En effet, comme l’ont constaté les navigateurs et explorateurs européens qui emportaient parfois des guides et pilotes polynésiens d’archipel en archipel sur leurs voiliers, ces derniers pouvaient communiquer avec d’autres populations distantes de plusieurs milliers de kilomètres de leur île d’origine, et ils pouvaient devenir traducteurs. Le « polynésien » est resté général, commun et répandu en raison de l’esprit et des habitudes d’ouverture et d’échanges permanents entre les différentes communautés de la famille polynésienne répandues sur une aire gigantesque ente la Nouvelle-Zélande et Hawaï et Rapa Nui. Le polynésien s’est donc peu ou pas diversifié.
 
Par contre dans la zone mélanésienne, Papouasie, Salomon, Hébrides, Fidji, Calédonie, la multiplicité étonnante des langues et l’émiettement linguistique attestent d’une toute autre attitude des mélanésiens face à « l’autre », face aux autres qui partagent la même aire, la même terre.

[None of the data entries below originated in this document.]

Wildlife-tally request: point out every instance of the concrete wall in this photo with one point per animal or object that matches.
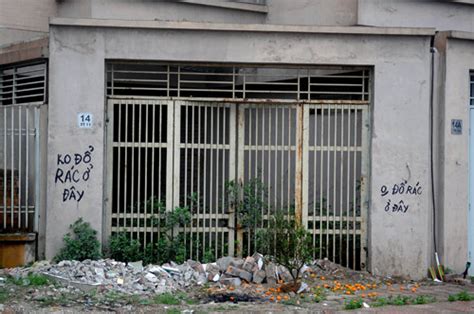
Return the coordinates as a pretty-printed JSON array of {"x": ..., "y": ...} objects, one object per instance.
[
  {"x": 399, "y": 242},
  {"x": 302, "y": 12},
  {"x": 417, "y": 13},
  {"x": 22, "y": 20},
  {"x": 457, "y": 61}
]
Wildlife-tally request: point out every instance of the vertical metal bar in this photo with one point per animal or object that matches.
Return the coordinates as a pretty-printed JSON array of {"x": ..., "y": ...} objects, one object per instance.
[
  {"x": 363, "y": 85},
  {"x": 235, "y": 130},
  {"x": 211, "y": 175},
  {"x": 354, "y": 191},
  {"x": 146, "y": 213},
  {"x": 363, "y": 188},
  {"x": 27, "y": 165},
  {"x": 186, "y": 194},
  {"x": 216, "y": 180},
  {"x": 12, "y": 166},
  {"x": 139, "y": 168},
  {"x": 198, "y": 177},
  {"x": 334, "y": 198},
  {"x": 328, "y": 143},
  {"x": 109, "y": 129},
  {"x": 223, "y": 192},
  {"x": 205, "y": 206},
  {"x": 112, "y": 78},
  {"x": 316, "y": 231},
  {"x": 341, "y": 169},
  {"x": 191, "y": 236},
  {"x": 349, "y": 153},
  {"x": 304, "y": 140},
  {"x": 299, "y": 165},
  {"x": 119, "y": 151},
  {"x": 282, "y": 156},
  {"x": 132, "y": 183},
  {"x": 290, "y": 147},
  {"x": 321, "y": 203},
  {"x": 20, "y": 131},
  {"x": 38, "y": 172},
  {"x": 176, "y": 173},
  {"x": 172, "y": 125},
  {"x": 4, "y": 111},
  {"x": 276, "y": 110},
  {"x": 126, "y": 166}
]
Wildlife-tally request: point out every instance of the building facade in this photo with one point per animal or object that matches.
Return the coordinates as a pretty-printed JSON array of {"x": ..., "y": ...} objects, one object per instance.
[{"x": 355, "y": 116}]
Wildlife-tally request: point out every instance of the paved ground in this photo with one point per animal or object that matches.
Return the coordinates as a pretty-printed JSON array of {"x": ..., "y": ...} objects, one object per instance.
[{"x": 331, "y": 302}]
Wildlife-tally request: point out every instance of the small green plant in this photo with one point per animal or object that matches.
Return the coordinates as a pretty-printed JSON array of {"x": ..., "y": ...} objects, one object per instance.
[
  {"x": 400, "y": 300},
  {"x": 31, "y": 279},
  {"x": 286, "y": 243},
  {"x": 380, "y": 302},
  {"x": 354, "y": 304},
  {"x": 38, "y": 279},
  {"x": 319, "y": 294},
  {"x": 123, "y": 248},
  {"x": 461, "y": 296},
  {"x": 166, "y": 298},
  {"x": 4, "y": 295},
  {"x": 81, "y": 244},
  {"x": 423, "y": 299}
]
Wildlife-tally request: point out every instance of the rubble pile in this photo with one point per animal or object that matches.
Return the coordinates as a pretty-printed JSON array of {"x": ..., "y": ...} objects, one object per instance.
[{"x": 134, "y": 278}]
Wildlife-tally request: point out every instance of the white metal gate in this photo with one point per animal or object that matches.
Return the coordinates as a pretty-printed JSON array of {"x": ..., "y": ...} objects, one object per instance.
[
  {"x": 311, "y": 157},
  {"x": 20, "y": 162}
]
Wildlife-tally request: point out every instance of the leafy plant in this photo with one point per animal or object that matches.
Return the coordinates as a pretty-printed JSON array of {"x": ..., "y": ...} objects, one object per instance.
[
  {"x": 286, "y": 243},
  {"x": 423, "y": 299},
  {"x": 123, "y": 248},
  {"x": 380, "y": 302},
  {"x": 166, "y": 298},
  {"x": 354, "y": 304},
  {"x": 248, "y": 201},
  {"x": 461, "y": 296},
  {"x": 81, "y": 244},
  {"x": 400, "y": 300}
]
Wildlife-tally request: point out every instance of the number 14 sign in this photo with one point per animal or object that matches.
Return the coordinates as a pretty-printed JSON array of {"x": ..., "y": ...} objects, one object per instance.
[{"x": 84, "y": 120}]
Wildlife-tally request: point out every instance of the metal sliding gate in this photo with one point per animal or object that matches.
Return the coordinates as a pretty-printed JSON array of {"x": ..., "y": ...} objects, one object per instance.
[
  {"x": 311, "y": 157},
  {"x": 20, "y": 162}
]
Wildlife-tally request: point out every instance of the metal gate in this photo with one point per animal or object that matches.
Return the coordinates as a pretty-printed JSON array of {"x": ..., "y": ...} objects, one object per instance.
[
  {"x": 20, "y": 162},
  {"x": 311, "y": 157}
]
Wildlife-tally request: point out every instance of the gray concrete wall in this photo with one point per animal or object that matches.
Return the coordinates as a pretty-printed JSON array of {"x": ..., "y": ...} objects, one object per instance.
[
  {"x": 454, "y": 157},
  {"x": 301, "y": 12},
  {"x": 23, "y": 20},
  {"x": 417, "y": 13},
  {"x": 399, "y": 243}
]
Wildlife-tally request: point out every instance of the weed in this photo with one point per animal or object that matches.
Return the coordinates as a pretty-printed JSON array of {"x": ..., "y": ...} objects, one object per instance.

En Nouvelle-Calédonie en particuliers les facteurs psycholinguistiques ou sociolinguistiques qui ont présidé à la différenciation et à la diversification d’une langue originellement commune à tous lors du peuplement, mais ayant évolué et éclaté dans le temps en des dizaines de dialectes radicalement différents et incompréhensibles par les non locuteurs appartenant pourtant à une zone souvent restreinte, sont le repli, l’enfermement, la méfiance, la crainte de l’autre, le cloisonnement.
Clans et sociétés de peur, d’isolement, de guerres incessantes défensives et préventives, hostilités permanentes, conflits sanglants nombreux et anthropophagie régulièrement constatés par les scientifique et les voyageurs jusqu’au XIXème siècle, ont enfermé les groupes repliés quasi autistes dans des espaces clos où leur langue a évolué et s’est différenciée dans une bulle pendant des siècles.
Les échanges inévitables entre quelques clans choisis pour éviter la consanguinité et échanger les produits de la terre et ceux de l’intérieur ont produit ces similitudes linguistiques « en diagonale » limitées à des « bandes » d’une côte à l’autre mais n’ont pas permis une généralisation linguistique et culturelle « nationale ».
 
Admirer et louanger cet éclatement linguistique c’est admirer et louanger l’éclatement et la cloisonnement dans une société, dans notre société, c’est admirer et louanger une Tour de Babel sociétale, un autisme culturel, donc tout le contraire d’un humanisme pacifique.